Als er an der zweiten leeren Bank am Rand des Weges vorbeikam, beschloss er, dass er wohl in den Wald reingehen musste. Nur wo? Er begann, den Weg wieder zurück zu joggen, und weiter in Richtung des Hügels, auf dem sie kurz zuvor noch so friedlich gelegen hatten. Hoffentlich hatte Charlie wenigstens genug Verstand gehabt, von dort zu verschwinden, dachte Jensen. Von dort aus begann er, langsam Jareds möglichen Weg nachzuvollziehen. Und als er jetzt aufmerksamer im Licht seiner Handy-Taschenlampe den Pfad entlang ging, bemerkte er einen Trampelpfad, der vom Hauptweg tiefer in den Wald hinein abzweigte. Entschlossen folgte Jensen diesem und versuchte, im Unterholz irgendwelche Hinweise dafür zu finden, ob Jared womöglich vom Pfad abgewichen war, zerbrochene Stöcke, Fußabdrücke oder dergleichen, aber anders als in den Filmen sah alles absolut gleich aus.

Also hatte Jensen keine andere Wahl, als einfach dem dünner werdenden Trampelpfad immer weiter in den Wald hinein zu folgen, in der Hoffnung, dass er jemals wieder herausfinden würde und nicht hier drinnen erbärmlich verhungern würde oder Schlimmeres. Werd' mal nicht gleich so dramatisch... Jensen ärgerte sich über seine überängstlichen Gedanken – aber so ein Wald in der Nacht wirkte im Licht einer Taschenlampe doch etwas gruselig. Konzentrier dich einfach darauf, Jared zu finden. Die Vorstellung, dass Jared so aufgebracht in den Wald gelaufen war und womöglich gerade orientierungslos in der Dunkelheit herumstolperte, brachte Jensen dazu, seine Schritte wieder zu beschleunigen und seine Aufmerksamkeit von seiner eigenen Unbehaglichkeit darauf zu richten, ob er womöglich Geräusche, die von Jared stammen könnten, hörte.

„Jared?", rief er erneut.
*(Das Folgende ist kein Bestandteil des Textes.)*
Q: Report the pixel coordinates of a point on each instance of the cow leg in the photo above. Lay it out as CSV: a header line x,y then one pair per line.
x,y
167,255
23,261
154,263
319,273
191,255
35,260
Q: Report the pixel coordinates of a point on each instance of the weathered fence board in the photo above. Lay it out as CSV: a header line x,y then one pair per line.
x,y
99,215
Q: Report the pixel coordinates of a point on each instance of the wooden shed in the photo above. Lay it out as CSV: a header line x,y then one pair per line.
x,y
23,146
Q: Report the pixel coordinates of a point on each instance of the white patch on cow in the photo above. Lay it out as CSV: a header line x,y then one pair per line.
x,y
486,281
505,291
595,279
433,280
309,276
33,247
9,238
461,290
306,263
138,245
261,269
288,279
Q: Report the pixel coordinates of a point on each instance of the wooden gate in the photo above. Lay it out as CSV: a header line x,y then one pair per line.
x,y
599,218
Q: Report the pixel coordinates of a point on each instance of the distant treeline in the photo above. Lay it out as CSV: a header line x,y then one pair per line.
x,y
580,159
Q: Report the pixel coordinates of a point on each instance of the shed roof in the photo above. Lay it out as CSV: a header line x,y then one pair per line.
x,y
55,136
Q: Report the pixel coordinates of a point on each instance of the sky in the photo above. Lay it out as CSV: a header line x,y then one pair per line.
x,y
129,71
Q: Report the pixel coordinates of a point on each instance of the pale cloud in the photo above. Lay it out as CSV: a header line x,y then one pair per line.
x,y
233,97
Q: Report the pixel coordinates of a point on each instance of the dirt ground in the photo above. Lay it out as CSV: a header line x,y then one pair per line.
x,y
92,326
Es folgte zwar keine Antwort, aber diesmal meinte er, etwas weiter vor ihm Geräusche zu hören. Und schon nach einigen weiteren Schritten war es ganz deutlich. Und dann sah er Jared, der Jensen fast schon entgegen kam – wahrscheinlich hatte er wieder umgedreht. „Jared!", sagte Jensen wieder, diesmal war die Erleichterung deutlich in seiner Stimmung zu hören. Der Angesprochene blieb stehen und sah Jensen an. Als Jensen langsam, mit beschwichtigend erhobenen Händen, auf ihn zuging, schwand seine Erleichterung allerdings wieder. Jared sah völlig durch den Wind aus, verletzt und desorientiert.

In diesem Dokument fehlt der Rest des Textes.